Brief History: A 68-year-old man was referred to Tokyo Department Hiroo Hospital because of non-projectile vomiting and watery diarrhea which continued for three days. On admission, his initial blood tests were normal except for severe hyponatremia with a sodium level of 99 mmol/L (normal, 135–145 mmol/L). Normal saline was administered intravenously, and the sodium level began to normalize at 99 mmol/L on day 2, 105 mmol/L on day 3, 120 mmol/L on day 5, and 129 mmol/L on day 7. One week later, he started complaining of difficulty in swallowing and speaking accompanied by unsteadiness of gait and eventual inability to walk. Initial magnetic resonance imaging (MRI) and computed tomography (CT) of the brain on day 7 showed no abnormality. However, his condition continued to deteriorate, and a repeat MRI on day 14 revealed a well-defined lesion in the pons of low T1 signal intensity (Figure 1 A) as well as a trident-shaped lesion of high T2 signal intensity (Figure 1 B). A diagnosis of central myelinolysis (CPM) was made.

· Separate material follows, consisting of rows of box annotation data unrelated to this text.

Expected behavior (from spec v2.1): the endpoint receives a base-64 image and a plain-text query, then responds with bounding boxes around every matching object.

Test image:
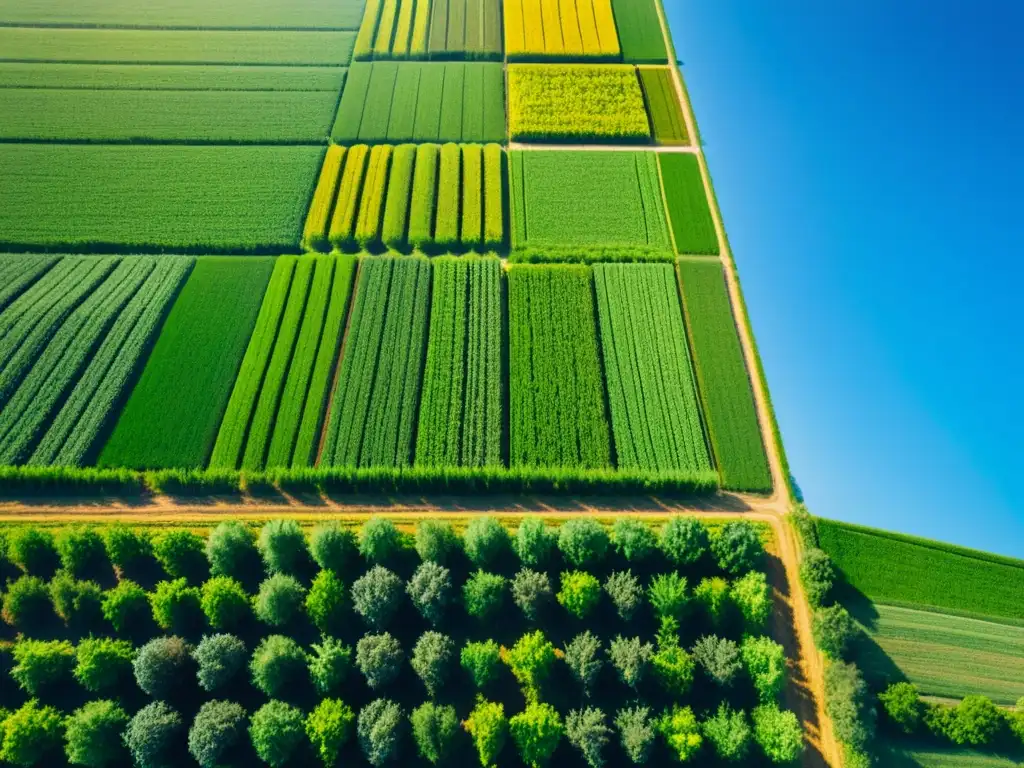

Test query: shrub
[462,570,505,618]
[693,635,743,686]
[512,568,553,622]
[658,516,708,565]
[124,701,184,768]
[257,520,309,575]
[608,637,654,690]
[75,637,135,693]
[65,701,128,768]
[200,575,252,630]
[604,570,643,622]
[558,517,609,568]
[150,579,203,632]
[701,701,753,763]
[463,698,508,767]
[558,570,601,618]
[409,701,459,765]
[132,637,194,698]
[564,632,603,696]
[309,637,352,696]
[188,701,246,768]
[711,520,765,575]
[193,635,249,692]
[355,632,406,689]
[406,560,452,626]
[753,703,804,764]
[306,570,345,633]
[359,517,401,565]
[565,707,611,768]
[615,707,654,765]
[253,573,306,627]
[513,517,558,567]
[352,565,401,630]
[509,702,565,768]
[249,635,308,698]
[249,701,305,768]
[100,580,150,632]
[356,698,406,766]
[0,699,63,767]
[459,640,501,690]
[306,698,355,768]
[411,632,455,697]
[10,640,75,696]
[309,522,359,575]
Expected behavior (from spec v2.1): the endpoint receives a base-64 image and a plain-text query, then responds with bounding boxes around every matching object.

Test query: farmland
[678,259,771,492]
[509,65,650,143]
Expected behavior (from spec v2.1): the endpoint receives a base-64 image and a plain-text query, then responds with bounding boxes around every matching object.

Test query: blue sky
[666,0,1024,557]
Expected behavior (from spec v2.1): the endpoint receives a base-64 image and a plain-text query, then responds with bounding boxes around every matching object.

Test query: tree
[253,573,306,627]
[462,570,505,618]
[132,637,195,698]
[416,520,461,565]
[693,635,743,687]
[608,636,654,690]
[658,515,708,566]
[309,521,359,577]
[411,632,455,697]
[352,565,401,630]
[604,570,643,622]
[502,630,558,700]
[711,520,765,577]
[701,701,753,763]
[188,701,247,768]
[355,632,406,690]
[558,570,601,618]
[249,635,308,698]
[0,698,63,768]
[356,698,406,766]
[249,701,305,768]
[10,639,75,696]
[309,636,352,696]
[656,705,703,763]
[256,520,309,575]
[879,683,924,735]
[754,703,804,764]
[463,698,509,768]
[565,707,611,768]
[564,631,603,696]
[306,698,355,768]
[65,701,128,768]
[615,707,654,765]
[409,701,459,765]
[75,637,135,693]
[459,640,501,690]
[150,579,203,633]
[193,635,249,693]
[739,635,785,703]
[406,560,452,626]
[512,568,553,622]
[509,702,565,768]
[124,701,184,768]
[359,517,401,565]
[558,517,609,568]
[513,517,558,567]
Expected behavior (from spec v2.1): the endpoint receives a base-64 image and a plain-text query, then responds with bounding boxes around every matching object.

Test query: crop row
[332,61,505,144]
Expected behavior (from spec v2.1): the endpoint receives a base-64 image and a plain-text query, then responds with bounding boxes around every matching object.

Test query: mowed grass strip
[508,264,611,469]
[677,259,771,493]
[98,257,274,469]
[817,519,1024,626]
[594,264,712,472]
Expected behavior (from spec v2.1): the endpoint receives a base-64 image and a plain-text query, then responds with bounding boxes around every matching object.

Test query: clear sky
[665,0,1024,557]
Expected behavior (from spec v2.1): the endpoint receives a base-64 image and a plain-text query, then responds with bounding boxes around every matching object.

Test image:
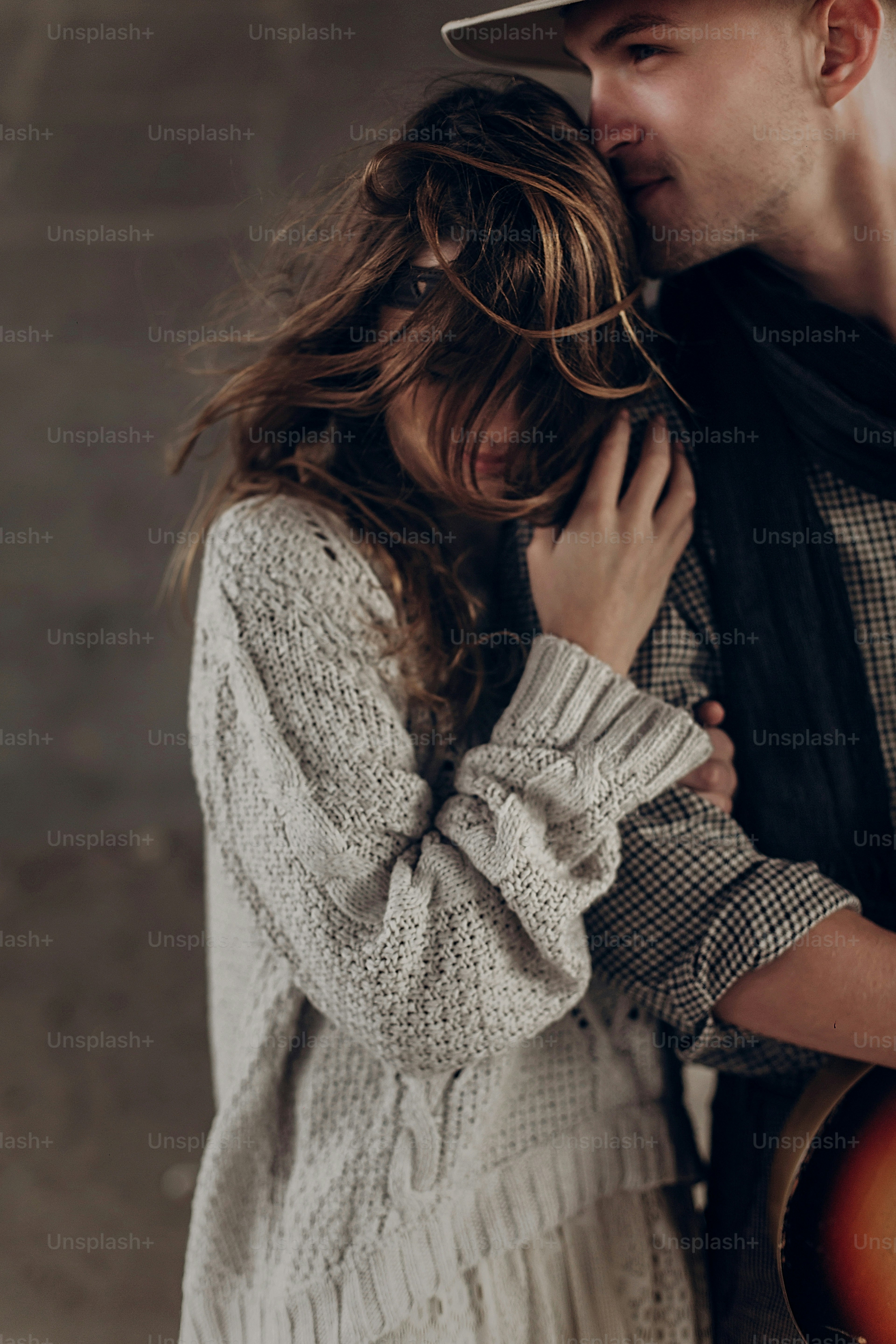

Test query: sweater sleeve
[191,500,709,1074]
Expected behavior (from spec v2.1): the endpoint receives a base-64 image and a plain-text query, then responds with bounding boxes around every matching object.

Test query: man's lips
[622,177,672,210]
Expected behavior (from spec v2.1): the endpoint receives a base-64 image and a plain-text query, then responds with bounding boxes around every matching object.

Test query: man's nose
[588,74,645,159]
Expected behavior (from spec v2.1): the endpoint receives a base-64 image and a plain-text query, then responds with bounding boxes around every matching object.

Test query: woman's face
[380,241,518,499]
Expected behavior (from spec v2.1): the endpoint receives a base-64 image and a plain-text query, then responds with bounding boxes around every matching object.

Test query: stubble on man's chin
[633,216,744,280]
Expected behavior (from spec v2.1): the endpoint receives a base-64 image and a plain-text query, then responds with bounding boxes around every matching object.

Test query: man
[446,0,896,1344]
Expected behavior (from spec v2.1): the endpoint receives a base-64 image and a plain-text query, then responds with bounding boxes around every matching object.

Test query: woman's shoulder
[203,495,394,634]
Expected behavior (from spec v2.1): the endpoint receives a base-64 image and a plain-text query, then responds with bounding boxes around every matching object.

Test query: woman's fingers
[653,449,697,535]
[619,417,670,523]
[570,411,631,513]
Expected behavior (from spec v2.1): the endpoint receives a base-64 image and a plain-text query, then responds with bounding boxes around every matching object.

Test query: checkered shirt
[511,388,896,1081]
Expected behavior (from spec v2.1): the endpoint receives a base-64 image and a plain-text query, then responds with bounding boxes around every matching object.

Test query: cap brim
[442,0,583,73]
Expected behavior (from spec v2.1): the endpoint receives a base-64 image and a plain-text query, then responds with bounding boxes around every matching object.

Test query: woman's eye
[629,42,662,66]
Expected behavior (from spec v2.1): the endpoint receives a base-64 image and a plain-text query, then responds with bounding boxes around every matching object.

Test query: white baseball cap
[442,0,582,73]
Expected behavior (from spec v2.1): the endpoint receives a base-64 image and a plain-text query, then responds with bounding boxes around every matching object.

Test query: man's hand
[680,700,738,813]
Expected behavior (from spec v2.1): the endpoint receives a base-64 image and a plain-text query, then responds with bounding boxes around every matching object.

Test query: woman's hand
[527,411,696,676]
[678,700,738,813]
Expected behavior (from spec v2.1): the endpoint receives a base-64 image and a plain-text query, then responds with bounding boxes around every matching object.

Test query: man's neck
[762,60,896,340]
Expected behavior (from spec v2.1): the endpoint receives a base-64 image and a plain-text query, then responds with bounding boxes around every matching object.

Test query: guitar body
[768,1059,896,1344]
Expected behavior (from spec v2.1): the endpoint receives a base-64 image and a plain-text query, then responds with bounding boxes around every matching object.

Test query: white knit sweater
[180,497,709,1344]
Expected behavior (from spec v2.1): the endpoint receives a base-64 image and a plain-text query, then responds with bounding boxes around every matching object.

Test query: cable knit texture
[180,496,709,1344]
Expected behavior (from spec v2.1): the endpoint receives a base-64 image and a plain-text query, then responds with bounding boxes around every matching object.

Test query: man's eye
[629,42,662,66]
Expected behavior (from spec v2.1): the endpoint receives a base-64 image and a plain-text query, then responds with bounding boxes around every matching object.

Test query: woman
[175,79,709,1344]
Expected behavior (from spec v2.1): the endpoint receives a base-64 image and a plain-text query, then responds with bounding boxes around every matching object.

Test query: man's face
[566,0,825,276]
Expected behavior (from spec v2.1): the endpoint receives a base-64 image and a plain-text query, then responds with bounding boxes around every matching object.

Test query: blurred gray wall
[0,0,588,1344]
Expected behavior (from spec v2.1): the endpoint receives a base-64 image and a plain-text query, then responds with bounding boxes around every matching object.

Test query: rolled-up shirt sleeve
[586,547,861,1074]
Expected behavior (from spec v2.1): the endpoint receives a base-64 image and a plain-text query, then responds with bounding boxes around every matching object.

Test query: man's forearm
[715,910,896,1068]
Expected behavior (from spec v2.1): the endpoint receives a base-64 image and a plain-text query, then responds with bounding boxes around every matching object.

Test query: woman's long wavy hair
[173,77,658,727]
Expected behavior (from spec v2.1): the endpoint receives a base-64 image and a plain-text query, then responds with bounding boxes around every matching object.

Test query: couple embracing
[173,0,896,1344]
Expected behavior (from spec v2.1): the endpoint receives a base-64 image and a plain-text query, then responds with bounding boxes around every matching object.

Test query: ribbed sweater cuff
[492,634,712,806]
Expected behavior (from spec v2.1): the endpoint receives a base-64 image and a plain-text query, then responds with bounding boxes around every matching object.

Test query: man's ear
[811,0,884,108]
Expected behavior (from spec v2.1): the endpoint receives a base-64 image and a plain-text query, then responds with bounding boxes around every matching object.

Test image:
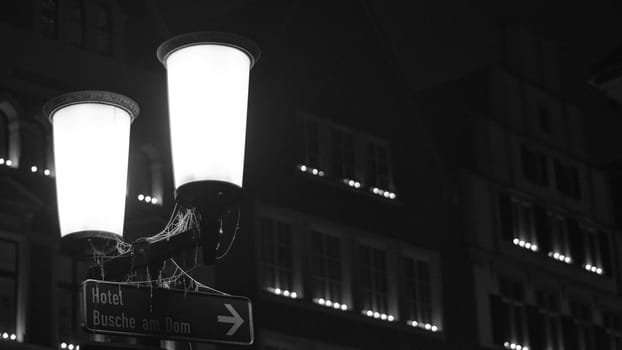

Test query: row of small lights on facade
[2,332,17,340]
[30,165,52,176]
[298,164,397,199]
[137,193,158,204]
[583,264,603,275]
[362,310,395,322]
[406,320,438,332]
[0,158,52,176]
[503,341,529,350]
[371,187,397,199]
[267,288,298,299]
[549,252,572,264]
[298,164,326,177]
[313,298,348,311]
[343,179,361,188]
[512,238,538,252]
[270,288,446,332]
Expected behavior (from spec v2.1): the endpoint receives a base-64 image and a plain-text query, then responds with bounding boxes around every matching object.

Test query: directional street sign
[81,280,253,345]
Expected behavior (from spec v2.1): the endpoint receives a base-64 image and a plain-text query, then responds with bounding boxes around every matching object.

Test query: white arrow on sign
[218,304,244,335]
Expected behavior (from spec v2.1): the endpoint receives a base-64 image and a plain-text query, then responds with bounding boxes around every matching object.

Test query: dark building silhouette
[0,0,622,350]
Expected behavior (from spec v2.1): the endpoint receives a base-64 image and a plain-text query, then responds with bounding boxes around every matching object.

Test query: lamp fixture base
[60,231,119,259]
[175,181,242,265]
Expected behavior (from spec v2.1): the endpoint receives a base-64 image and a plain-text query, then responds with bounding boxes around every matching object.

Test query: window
[259,218,294,291]
[69,0,84,47]
[564,301,598,350]
[305,118,323,169]
[40,0,58,39]
[490,278,529,347]
[530,289,562,350]
[359,245,389,314]
[367,141,389,189]
[603,311,622,350]
[332,129,356,179]
[0,239,17,334]
[402,257,434,324]
[95,3,112,55]
[311,231,344,304]
[554,159,581,199]
[521,146,549,186]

CPM is an acute demyelinating condition of the brain stem and recognized complication of the treatment of patients with chronic hyponatremia (>48 h). The risk of CPM is believed to be associated with a rapid (>8 mmol/L/day) correction or overcorrection of the serum sodium concentration. However, there is no accepted safe rate of correction.1 Other risk factors identified include alcoholism, malnutrition, liver disease, and interestingly, liver transplantation. Symptoms of CPM include tetraplegia, pseudobulbar palsy, and acute changes in mental status leading to coma or death without intervention. Conventional imaging findings (MRI and CT) typically lag behind clinical manifestations, thus limiting the utility of imaging in early diagnosis, and imaging is advocated later to confirm CPM diagnosis.2 There are no effective therapeutic methods for CPM treatment and recovery varies ranging from none to substantial improvement.3

 

Figure 1 (A) Sagittal T1-weighted image of a 68-year-old man. The pontine lesion does not show any extension into the midbrain and medulla (white arrow).

 

Figure 1 (B): Axial T2-weighted image of the same patient demonstrating a high-signal trident-shaped lesion in the central pons (black arrow).

REFERENCES

  1. Adrogué HJMadias NE. Hyponatremia. N Engl J Med. 2000;342:1581-9.
  2. Laureno R, Illo wsky Karp B. Myelinolysis after correction of hyponatremia. Ann Intern Med. 1997;126:57–62
  3. Menger HJörg J. Outcome of central pontine and extrapontine myelinolysis (n = 44). J Neurol. 1999;246:700-5.